From: someone suffering from brain tissue death due to forwarditis
To:
Subject: Roses for a friend

Chain: You are receiving these roses because you are a special person!

Me: Yeah right, I'm "special" exactly like every other "special person!" who has ever gotten this so-called rose - whoop-dee-doo! I'm sooooo special! Please! Let's get real - I'm not the only one who's received this junk and as to you, whoever actually wrote it/came up with the idea, I don't know you. If you think I'm special, you're one scary...dude? Chick? Something.

Chain: Each rose symbolizes a special wish from me to you

Me: And what's in it for you? Oh, wait, I get it now, I know what your "wishes" really are, however you try to make this thing smell sweeter than it actually is.

Chain: One Rose for Long Friendship

Me: And that I pass it on.

Chain: One Rose for Unconditional Love

Me: And that I'll be touched and pass this on.

Chain: One Rose For Financial Wealth

Me: And that I'll share the wealth--uh-forward!

Chain: One for Everlasting Happiness

Me: Besides the fact that will never happen as long as people keep sending chain mail, you also wish I'll be super-dooper moved and touched and warm and fuzzy feeling and that I'll be motivated to pass it on.

Chain: One for Success

Me: And that I'll pass it on so my friends will take this as my wishing them success, so they'll pass it on to others.

Chain: One for Knowledge

Me: You obviously don't realize what you've just wished for and about whom. I have the knowledge not to send corny pseudo-friendship forwards.

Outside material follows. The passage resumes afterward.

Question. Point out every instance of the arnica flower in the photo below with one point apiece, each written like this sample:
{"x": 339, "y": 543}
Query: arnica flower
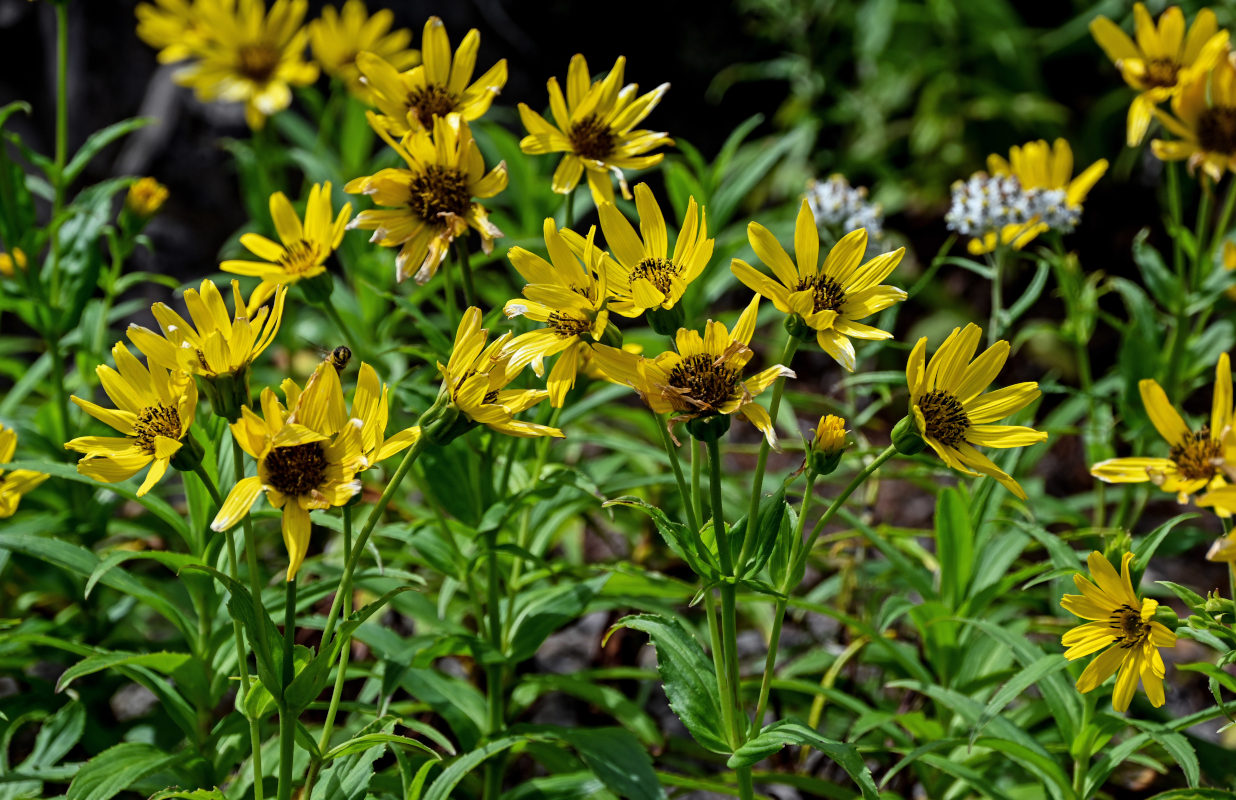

Chain: One for Beauty, inner and outer
Chain: One for Family
Chain: One for Honesty

Me: I've got honesty, and knowledge, that's why I will not comply with your true wish and forward this on to anyone. Honesty is why I hate chain letters, and knowledge and consideration for others is why I don't forward them.

Chain: And the last one for a long and healthily life

Me: It's supposed to be 'healthy' not 'healthily' and why you'd wish me all these things is beyond me, you don't know me. So don't think you can fool and butter me up with this saccharin-sweet bilge. What I said about your real and honest wish for me to pass it on is about to be proven in its glaring lurid light.

Chain: For every friend you send these roses to, your wish will come
one month sooner

Me: I'm appalled that my friends are stupid enough to fall for this crap! When will it sink in, people? No chain email has that kind of power! It's a piece of spam badly written by some nobody, it's words on a computer screen, it is not magic, it is not from God, it can't grant you wishes any more than a dead battery can give you a hug!

Chain: This is a friend test.

Me: No friend worthy of being called a friend would ever do something so utterly idiotic as to 'test' their friends, and certainly not with this dumb dreck!

Chain: Send this to as many friends as you
possibly can especially the person that sent to you and if you get it
back, you truly will know who your friends are.

Me: Excuse me while I toss my cookies, then try to put myself out of commission, why, oh why are my "friends" so damn stupid! Who the !@#$ wants a zillion copies of the same piece of garbage in their email? And to whoever actually believes that sending out chains is a way of showing you off as a great friend, or that the number of chains you get back determines how many friends you have, go away! Talk to me when you overcome your shallowness and fatuousness and have kicked the forwarding habit and can be bothered to actually send me a real email!

Chain: You have 30 seconds start.

Me: Or what? My "healthily" long life with unconditional love and long friendships and good fortune will end if I don't spam everybody with this fake friendship junk that only a weak-minded and stupid person would actually believe? I'm not stupid, I stopped believing in the tale of the stork bringing the baby or that money grows on trees, or that the boogyman lived under my bed by the time I was in pre-school, and magic wish-granting chain mail soon after that! Sorry to burst your bubbles of delusion, but I'm not stupid. I don't like people, especially friends implying I am by sending me this trash. I'm embarrassed and ashamed for their lack of intelligence and consideration. If anybody gave this even two seconds of thought, they'd realize how completely ridiculous, phony, and annoying these chains are.